October: Lean into your customer
After 30 days of going full throttle, you can now look at what you’ve made – and figure out how to make it better. And that begins from the outside in. No matter the side hustle, everyone has some sort of customer. For those in creative fields, it’s not only editors or managers who assign their stories, but the readers who critique them. For anyone in sales, it’s the people who fork over their own hard-earned cash for your product or service. For those who are creating something new in the tech space, it’s users and contractors who are making your dream possible.
Jacober says let October be when you double-down on the heart of any gig: the people. “Provide exceptional service and enhance the customer experience in every way you can. This includes follow up and real time experience management,” he continues. “Part of customer service is being a good listener. Don’t rush people through their conversations or complaints. If they bring up things they have done, hand out praise. People don’t get praised enough and are usually looking for it whether they know it or not.”
November: Pay your gratitude
Cheesy, old-fashioned, or not – saying “thanks” goes a long way when you’re competing against many others for the same gig. In fact, so much of transitioning your side hustle into your full-time lifestyle is earning solid recommendations from previous clients who stand by your talents. Word of mouth is powerful, no matter the industry, and often it is the loudest voice in the room. “The best way to keep your side hustle going is by referrals. As silly as it sounds, you want to be in touch with the people who hired you and offer them a discount for continued service or a perk if they refer someone to you,” explains millennial workforce expert and leadership trainer, Alissa Carpenter. “You want to have a stream of clients coming in based on your good work.”
In addition to writing out those “thank you” notes that could result in monetary notes in the New Year, Jacober also suggesting getting ahead of procrastination, since the holidays always disrupt our routines. This can make it far less likely you freak out when you’re traveling home for Thanksgiving, and can’t stop thinking about that email you sent to so-and-so. “Looking at our to-do list as a whole instead of as bite-sized chunks can really cause us to be overwhelmed. When we feel overwhelmed, anxiety grips us. Anxiety slows our emotional responses and our body as a whole, leaving us feeling even more vulnerable and overwhelmed,” he says.
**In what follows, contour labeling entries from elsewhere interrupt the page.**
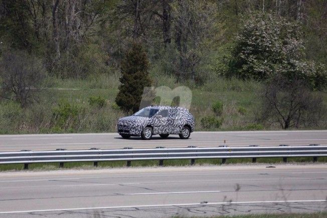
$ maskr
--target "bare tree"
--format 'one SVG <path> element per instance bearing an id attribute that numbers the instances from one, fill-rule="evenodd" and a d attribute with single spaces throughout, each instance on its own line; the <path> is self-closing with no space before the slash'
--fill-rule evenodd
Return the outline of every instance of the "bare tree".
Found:
<path id="1" fill-rule="evenodd" d="M 321 97 L 302 80 L 276 76 L 267 83 L 261 97 L 260 118 L 284 129 L 316 126 L 325 113 Z"/>
<path id="2" fill-rule="evenodd" d="M 20 51 L 6 52 L 0 61 L 0 97 L 15 100 L 22 107 L 36 99 L 42 90 L 45 69 L 35 57 Z"/>
<path id="3" fill-rule="evenodd" d="M 215 5 L 183 0 L 174 6 L 175 42 L 179 56 L 179 78 L 195 80 L 196 67 L 206 55 L 212 39 Z"/>

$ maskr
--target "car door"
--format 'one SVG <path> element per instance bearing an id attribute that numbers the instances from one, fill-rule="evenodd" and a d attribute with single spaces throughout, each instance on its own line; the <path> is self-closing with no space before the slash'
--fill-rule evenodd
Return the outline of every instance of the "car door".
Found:
<path id="1" fill-rule="evenodd" d="M 154 117 L 153 122 L 154 134 L 169 134 L 170 129 L 168 124 L 169 120 L 168 110 L 163 109 L 159 111 Z"/>

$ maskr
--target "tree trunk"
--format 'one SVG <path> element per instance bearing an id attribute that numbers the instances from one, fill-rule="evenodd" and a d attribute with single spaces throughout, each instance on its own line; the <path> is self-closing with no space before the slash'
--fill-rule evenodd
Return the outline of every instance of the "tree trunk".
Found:
<path id="1" fill-rule="evenodd" d="M 59 46 L 59 37 L 58 26 L 58 6 L 59 0 L 54 0 L 52 8 L 52 25 L 53 25 L 53 41 L 55 43 L 56 58 L 60 58 L 60 48 Z"/>
<path id="2" fill-rule="evenodd" d="M 135 5 L 135 19 L 133 30 L 133 40 L 135 41 L 138 37 L 139 30 L 139 4 L 140 0 L 136 0 Z"/>
<path id="3" fill-rule="evenodd" d="M 162 35 L 165 47 L 171 43 L 171 7 L 169 0 L 162 0 Z"/>

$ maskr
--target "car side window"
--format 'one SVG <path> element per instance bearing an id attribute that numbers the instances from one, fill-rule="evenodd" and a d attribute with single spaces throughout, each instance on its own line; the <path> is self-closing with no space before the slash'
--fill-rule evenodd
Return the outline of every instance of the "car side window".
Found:
<path id="1" fill-rule="evenodd" d="M 163 118 L 168 117 L 168 110 L 163 110 L 158 113 L 158 115 L 161 115 Z"/>

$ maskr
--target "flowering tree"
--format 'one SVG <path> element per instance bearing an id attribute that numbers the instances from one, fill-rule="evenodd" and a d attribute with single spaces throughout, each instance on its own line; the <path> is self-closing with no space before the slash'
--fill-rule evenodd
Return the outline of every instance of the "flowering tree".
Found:
<path id="1" fill-rule="evenodd" d="M 236 37 L 229 76 L 265 80 L 282 73 L 308 82 L 313 89 L 327 83 L 325 67 L 304 59 L 299 24 L 270 14 L 257 14 L 243 24 Z"/>

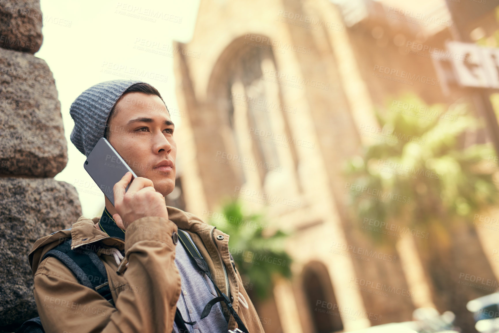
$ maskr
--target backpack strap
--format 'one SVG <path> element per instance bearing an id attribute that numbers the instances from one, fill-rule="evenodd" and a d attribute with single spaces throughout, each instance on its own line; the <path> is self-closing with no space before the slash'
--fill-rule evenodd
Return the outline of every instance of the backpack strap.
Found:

December: Reflect – and set goals
Resolutions may feel like a waste of time, but you don’t have to call ’em that if you don’t want to. Instead, think of them as goals or, rather, answers to the most important questions you need to ask yourself at the end of your first side hustlin’ year, according to Carpenter. She recommends asking: How did it go – really? What worked? What didn’t? Is this something you want to continue? Did you like it? Was the reward worth it? How were your friendships and relationships impacted? Can you continue to build? Is it time to make the leap – and make your side hustle, your only hustle?
If thinking thoughtfully through all of these questions results in a resounding “YES! – then you know you’re on the right track. Carpenter suggests setting three specific, tangible, and impactful goals for the first 90 days of the year.
And then? Well, get back to work. You’re still just getting started.